Q2. Why is R² ≈ 0.6 on California housing not necessarily bad?
- Real-world tabular data often has irreducible noise — perfect prediction (R² = 1) is impossible
- R² is meaningless for housing
- sklearn computes R² wrong
- 0.6 is great accuracy
Why: House prices depend on many unmeasured factors (curb appeal, school district sentiment, recent news). No model with just 8 numerical features can capture all of it. 0.6 R² means we explain 60% of the variance — a reasonable baseline.
Q3. What would likely give better R² than linear regression on this dataset?
- Adding more features blindly
- Tree-based models (Random Forest, XGBoost) that capture non-linearities and feature interactions
- Removing features
- Using accuracy instead of R²
Why: Linear regression assumes a flat relationship; real housing prices have non-linear patterns and interactions. Trees handle these natively without feature engineering. Typically Random Forest gets ~0.8 R² on this dataset.
Common doubts¶
Should I report MSE or RMSE for housing?
RMSE — it's in dollars, directly interpretable. "Predictions are off by $40,000 RMSE" is clearer than "MSE is 1,600,000,000". Both rank models identically.

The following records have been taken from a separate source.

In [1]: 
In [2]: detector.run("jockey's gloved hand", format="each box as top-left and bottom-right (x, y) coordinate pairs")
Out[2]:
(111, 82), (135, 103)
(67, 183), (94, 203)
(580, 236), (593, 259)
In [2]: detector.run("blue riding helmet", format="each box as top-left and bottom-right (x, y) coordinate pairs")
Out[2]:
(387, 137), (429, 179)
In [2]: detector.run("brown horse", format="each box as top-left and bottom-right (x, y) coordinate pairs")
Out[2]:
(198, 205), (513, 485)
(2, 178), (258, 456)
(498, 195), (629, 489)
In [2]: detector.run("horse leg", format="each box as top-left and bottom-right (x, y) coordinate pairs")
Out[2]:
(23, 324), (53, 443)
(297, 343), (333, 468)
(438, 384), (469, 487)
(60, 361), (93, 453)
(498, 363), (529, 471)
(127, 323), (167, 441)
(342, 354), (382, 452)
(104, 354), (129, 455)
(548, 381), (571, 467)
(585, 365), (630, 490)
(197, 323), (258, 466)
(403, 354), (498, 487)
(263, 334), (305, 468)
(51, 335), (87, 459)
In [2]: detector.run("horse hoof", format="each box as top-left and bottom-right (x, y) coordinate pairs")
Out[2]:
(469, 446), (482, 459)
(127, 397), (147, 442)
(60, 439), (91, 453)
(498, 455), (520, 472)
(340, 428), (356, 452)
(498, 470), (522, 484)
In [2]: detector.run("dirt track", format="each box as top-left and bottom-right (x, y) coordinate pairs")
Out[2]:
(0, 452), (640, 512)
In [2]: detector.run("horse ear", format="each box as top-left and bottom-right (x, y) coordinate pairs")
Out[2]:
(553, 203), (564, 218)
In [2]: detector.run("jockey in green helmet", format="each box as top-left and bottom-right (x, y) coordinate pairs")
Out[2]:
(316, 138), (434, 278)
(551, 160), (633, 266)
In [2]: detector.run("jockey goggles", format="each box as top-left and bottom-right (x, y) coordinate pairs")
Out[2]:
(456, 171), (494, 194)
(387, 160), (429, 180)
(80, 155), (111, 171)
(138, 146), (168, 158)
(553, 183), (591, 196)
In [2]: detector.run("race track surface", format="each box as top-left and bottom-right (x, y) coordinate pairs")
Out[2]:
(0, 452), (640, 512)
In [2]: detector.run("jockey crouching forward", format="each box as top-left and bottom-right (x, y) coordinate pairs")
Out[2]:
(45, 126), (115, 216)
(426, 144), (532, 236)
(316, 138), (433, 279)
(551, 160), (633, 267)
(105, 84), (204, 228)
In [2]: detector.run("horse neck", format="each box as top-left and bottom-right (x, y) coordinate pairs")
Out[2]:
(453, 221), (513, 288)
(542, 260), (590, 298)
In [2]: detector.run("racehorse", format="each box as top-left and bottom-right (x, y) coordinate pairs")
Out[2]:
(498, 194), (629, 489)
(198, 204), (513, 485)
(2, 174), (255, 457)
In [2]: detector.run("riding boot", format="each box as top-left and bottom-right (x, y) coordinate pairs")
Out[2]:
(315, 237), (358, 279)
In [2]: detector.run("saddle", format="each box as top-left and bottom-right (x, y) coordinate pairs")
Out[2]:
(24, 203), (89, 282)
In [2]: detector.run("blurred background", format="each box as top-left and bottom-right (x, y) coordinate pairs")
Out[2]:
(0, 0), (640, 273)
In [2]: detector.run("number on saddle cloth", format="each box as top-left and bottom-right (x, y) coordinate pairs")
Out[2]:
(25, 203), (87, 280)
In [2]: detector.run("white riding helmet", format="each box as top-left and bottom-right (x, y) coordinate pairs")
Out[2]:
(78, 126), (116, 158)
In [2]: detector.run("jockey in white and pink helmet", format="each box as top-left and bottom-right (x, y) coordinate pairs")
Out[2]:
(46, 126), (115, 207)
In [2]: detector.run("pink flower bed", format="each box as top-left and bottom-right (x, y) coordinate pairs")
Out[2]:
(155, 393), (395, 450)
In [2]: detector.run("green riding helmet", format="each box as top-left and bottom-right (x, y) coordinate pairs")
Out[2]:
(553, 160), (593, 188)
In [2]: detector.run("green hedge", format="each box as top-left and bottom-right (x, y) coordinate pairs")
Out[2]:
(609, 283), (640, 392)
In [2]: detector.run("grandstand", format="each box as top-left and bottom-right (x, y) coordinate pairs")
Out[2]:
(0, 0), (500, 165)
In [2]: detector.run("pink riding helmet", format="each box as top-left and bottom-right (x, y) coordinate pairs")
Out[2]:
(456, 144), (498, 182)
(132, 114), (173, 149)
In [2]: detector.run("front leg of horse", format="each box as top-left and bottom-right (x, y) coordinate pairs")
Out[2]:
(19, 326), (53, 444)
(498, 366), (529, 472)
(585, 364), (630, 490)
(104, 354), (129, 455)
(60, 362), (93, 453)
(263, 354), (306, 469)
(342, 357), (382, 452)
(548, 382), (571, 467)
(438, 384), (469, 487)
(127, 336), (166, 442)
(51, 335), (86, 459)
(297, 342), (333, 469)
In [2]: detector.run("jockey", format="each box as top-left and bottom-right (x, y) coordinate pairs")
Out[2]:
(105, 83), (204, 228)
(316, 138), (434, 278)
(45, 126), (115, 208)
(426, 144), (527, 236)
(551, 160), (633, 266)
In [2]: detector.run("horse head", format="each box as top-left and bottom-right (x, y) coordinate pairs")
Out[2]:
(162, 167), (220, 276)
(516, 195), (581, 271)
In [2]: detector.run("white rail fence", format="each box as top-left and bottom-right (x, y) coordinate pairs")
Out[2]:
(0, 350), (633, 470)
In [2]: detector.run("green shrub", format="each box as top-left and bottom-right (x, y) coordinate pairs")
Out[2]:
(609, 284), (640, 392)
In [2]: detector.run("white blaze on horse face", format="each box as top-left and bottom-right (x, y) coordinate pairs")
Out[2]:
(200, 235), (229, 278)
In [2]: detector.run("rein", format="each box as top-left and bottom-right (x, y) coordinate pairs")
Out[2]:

Why does scaling matter for linear regression here?
Doesn't affect predictions (linear regression is invariant to scaling), but makes coefficients comparable. Without scaling, "median income" might get a huge coefficient just because its scale is small — misleading for interpretation.
Is the California housing dataset still relevant?
For learning, yes — it's a classic benchmark, well-understood, fast to load. For production, you'd use real-time MLS data and many more features. But the pipeline shape (load → split → preprocess → train → evaluate) is identical.